When the locomotive runs out of steam, the train grinds to a halt, no matter how diverse the cargo in the boxcars behind it. DFW, Austin, and San Antonio have hitched up a few more cars to their trains, but despite its best efforts over the last 30 years, Houston has still yet to do so. The good times all too easily erase memories of the bad.

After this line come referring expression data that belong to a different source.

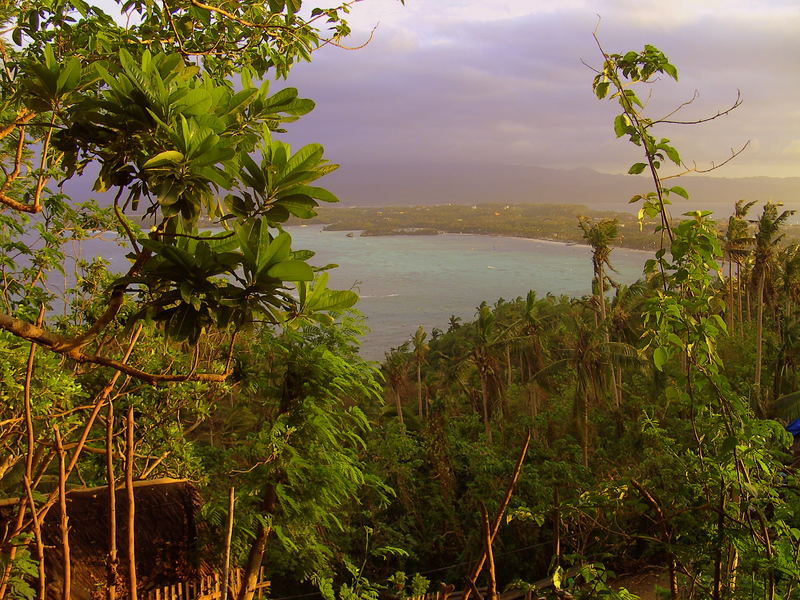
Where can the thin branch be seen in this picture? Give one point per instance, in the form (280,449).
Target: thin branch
(720,113)
(331,41)
(714,166)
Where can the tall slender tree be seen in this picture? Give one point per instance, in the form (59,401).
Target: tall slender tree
(767,239)
(737,244)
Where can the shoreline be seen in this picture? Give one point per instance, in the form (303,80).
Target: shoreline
(360,233)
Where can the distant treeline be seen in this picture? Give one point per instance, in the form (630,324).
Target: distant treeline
(556,222)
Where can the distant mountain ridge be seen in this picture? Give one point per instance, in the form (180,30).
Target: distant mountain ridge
(419,184)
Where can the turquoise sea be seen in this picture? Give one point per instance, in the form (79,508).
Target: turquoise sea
(407,281)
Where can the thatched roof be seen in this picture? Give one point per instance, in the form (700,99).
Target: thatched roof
(166,536)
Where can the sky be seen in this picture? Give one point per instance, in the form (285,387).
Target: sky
(489,82)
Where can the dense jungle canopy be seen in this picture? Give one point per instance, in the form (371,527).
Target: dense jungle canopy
(652,416)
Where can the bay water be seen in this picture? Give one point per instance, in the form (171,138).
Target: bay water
(410,280)
(405,281)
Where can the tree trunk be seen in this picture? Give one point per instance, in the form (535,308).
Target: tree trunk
(485,405)
(112,560)
(398,404)
(419,390)
(64,519)
(132,592)
(228,537)
(259,545)
(759,341)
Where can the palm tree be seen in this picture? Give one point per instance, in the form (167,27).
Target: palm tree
(767,239)
(420,351)
(587,360)
(600,235)
(737,242)
(483,355)
(395,367)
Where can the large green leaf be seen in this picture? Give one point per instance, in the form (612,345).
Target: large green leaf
(291,270)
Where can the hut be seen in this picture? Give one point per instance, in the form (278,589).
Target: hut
(167,547)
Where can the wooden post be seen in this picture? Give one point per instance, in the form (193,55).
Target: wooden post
(112,560)
(228,538)
(499,517)
(556,525)
(487,541)
(64,519)
(131,505)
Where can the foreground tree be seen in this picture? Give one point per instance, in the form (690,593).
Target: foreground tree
(146,110)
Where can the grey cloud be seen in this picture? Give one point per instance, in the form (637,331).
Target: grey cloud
(515,92)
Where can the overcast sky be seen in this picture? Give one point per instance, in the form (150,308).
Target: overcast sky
(488,82)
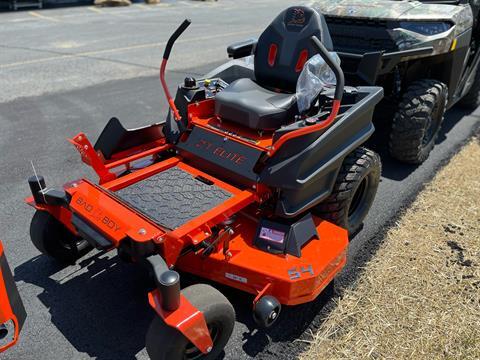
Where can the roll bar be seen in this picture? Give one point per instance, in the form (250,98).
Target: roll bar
(166,54)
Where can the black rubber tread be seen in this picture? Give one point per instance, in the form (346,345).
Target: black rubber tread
(411,121)
(53,239)
(471,100)
(359,164)
(173,197)
(166,343)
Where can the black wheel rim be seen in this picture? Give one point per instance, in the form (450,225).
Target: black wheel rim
(358,199)
(433,123)
(192,352)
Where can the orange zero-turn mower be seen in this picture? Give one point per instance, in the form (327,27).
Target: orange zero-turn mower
(12,311)
(238,186)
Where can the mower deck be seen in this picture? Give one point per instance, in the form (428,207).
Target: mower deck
(292,280)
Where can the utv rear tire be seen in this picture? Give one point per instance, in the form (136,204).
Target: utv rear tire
(353,192)
(471,100)
(53,239)
(166,343)
(418,120)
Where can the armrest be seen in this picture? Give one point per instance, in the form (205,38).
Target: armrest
(242,48)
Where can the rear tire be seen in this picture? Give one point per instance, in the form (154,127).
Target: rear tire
(353,192)
(53,239)
(418,120)
(166,343)
(471,100)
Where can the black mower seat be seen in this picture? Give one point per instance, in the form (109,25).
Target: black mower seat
(247,103)
(281,51)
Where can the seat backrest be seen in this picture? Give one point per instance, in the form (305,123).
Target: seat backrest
(285,46)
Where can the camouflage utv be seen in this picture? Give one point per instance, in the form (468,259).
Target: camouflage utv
(424,53)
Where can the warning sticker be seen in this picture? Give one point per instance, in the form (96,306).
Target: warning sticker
(236,277)
(272,235)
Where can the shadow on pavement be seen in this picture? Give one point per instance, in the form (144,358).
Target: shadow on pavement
(102,312)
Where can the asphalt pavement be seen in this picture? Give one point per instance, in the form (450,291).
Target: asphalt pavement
(69,70)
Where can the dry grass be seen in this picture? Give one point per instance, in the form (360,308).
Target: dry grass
(420,295)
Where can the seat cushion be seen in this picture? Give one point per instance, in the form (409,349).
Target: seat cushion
(247,103)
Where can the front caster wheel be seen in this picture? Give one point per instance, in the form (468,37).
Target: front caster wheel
(266,311)
(52,238)
(166,343)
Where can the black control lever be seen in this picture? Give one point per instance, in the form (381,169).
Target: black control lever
(333,65)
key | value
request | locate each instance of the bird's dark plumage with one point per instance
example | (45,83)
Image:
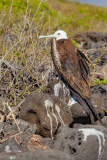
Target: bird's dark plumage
(72,65)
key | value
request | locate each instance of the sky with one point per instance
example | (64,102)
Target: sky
(95,2)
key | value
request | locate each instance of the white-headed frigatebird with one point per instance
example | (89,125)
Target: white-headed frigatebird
(72,65)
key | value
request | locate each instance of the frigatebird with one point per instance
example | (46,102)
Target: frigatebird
(72,65)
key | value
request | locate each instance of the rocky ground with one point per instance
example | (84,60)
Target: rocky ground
(51,124)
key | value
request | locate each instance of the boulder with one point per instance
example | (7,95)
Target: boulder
(85,142)
(47,112)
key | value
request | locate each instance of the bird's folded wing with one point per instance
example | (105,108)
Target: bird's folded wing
(74,73)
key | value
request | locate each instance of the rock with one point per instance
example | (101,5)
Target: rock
(104,121)
(58,88)
(79,114)
(48,154)
(98,103)
(103,72)
(22,126)
(102,91)
(89,140)
(47,112)
(20,142)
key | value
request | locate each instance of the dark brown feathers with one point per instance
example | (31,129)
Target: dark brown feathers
(72,66)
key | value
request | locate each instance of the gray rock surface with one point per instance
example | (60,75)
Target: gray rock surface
(39,155)
(47,112)
(85,142)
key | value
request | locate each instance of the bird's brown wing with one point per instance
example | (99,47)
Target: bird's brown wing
(83,61)
(71,69)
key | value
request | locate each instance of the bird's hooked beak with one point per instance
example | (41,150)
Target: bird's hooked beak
(50,36)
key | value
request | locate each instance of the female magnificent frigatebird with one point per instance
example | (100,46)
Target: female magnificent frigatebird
(72,66)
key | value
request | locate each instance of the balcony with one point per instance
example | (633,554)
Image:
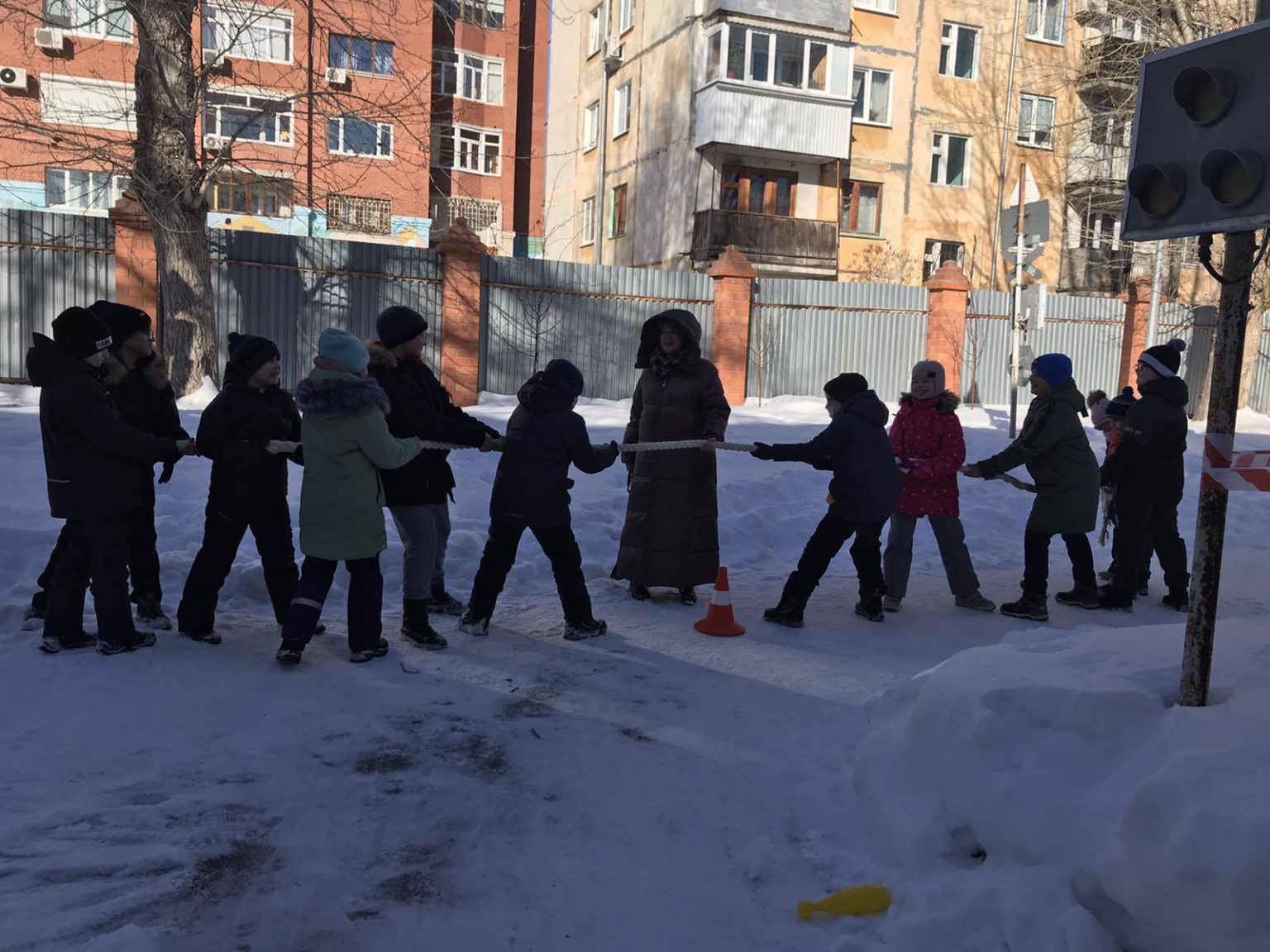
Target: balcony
(766,120)
(772,243)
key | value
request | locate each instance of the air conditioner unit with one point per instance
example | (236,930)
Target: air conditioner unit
(50,38)
(13,78)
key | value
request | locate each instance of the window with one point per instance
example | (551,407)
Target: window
(940,253)
(862,208)
(871,92)
(618,211)
(757,191)
(75,188)
(90,18)
(372,216)
(950,160)
(246,32)
(591,126)
(251,196)
(1035,122)
(470,76)
(360,55)
(1045,21)
(623,109)
(959,51)
(468,149)
(588,221)
(596,32)
(347,135)
(249,117)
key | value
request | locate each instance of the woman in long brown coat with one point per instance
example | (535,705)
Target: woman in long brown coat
(671,539)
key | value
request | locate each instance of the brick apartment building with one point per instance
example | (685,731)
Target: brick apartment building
(353,118)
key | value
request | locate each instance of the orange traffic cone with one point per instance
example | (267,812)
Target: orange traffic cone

And yet even as job losses mount and leasing weakens for some of Houston’s most affordable apartments, construction and planning of luxury condos continues apace. Oddly, all but two of the dozen or so now underway sport unit prices starting north of $500,000. Indeed four of them will have a seven-figure baseline: 3615 Montrose’s 30 units and four penthouses will range from $1 million to $2.5 million; the Aurora’s 36 units and four penthouses will set you back anywhere from $2 million to $5 million; the Monroe’s nine units will go for $1.4 million to $3.8 million; while the least pricey of the Belfiore’s 46 units will set you back a mere $2.5 million. (There is one exception to the Miele appliance/neolith countertop rule: The 24-story Ivy Lofts, Houston’s first experiment in large-scale micro-living. The project just east of downtown is offering wee 300-square-foot condos for $119,000.)
With all that upscale development underway, you’d think crude was going for $350 a barrel and not $35. Where are all these millionaires coming from?
Potential buyers, many of them empty nesters from the suburbs, are seeking a new way of living, Sims said. They’ve made their money and are beyond worrying about seesawing oil prices.
“Our clients are business owners, entrepreneurs and professionals who have built a business, raised their families and are now looking for a shift in lifestyle. They’re ready for a change,” Sims said last week in a sales center in an Uptown Park storefront. “I don’t think the vagaries of stock market and oil patch will make a significant impact on their decision of if they do that or not.”
So, this wealth is coming from nearby places like Sugar Land, The Woodlands, and Memorial, and also, increasingly, faraway China.
Houston now has the largest Chinatown in the South, and leery of their own unstable and lagging economy, many of their wealthy overseas countrymen are investing in Houston real estate. And when Chinese investors buy American, they tend to buy big:
Overseas buyers tend to hunt for trophy properties. This helps explain why the median purchase price to international clients ($268,284 last year) is significantly higher than for all sales ($199,575). That’s particularly true of Chinese buyers, where the average purchase price topped $590,000 and the median exceeded $523,000. Canadian and Mexican buyers, by contrast, appear to buy much more modest homes.
But how many well-heeled, gray-haired suburbanites are out there, and how long until Chinese investors start to see that Houston’s economy is starting to sputter as much or more as their own? Will oil fall another 33 percent to a historic (inflation-adjusted) low of $20 a barrel, or vault back up to $100, as one “outrageous” forecast foresees? The gulf between those conflicting predictions says it all: nobody knows, and those who do know ain’t telling.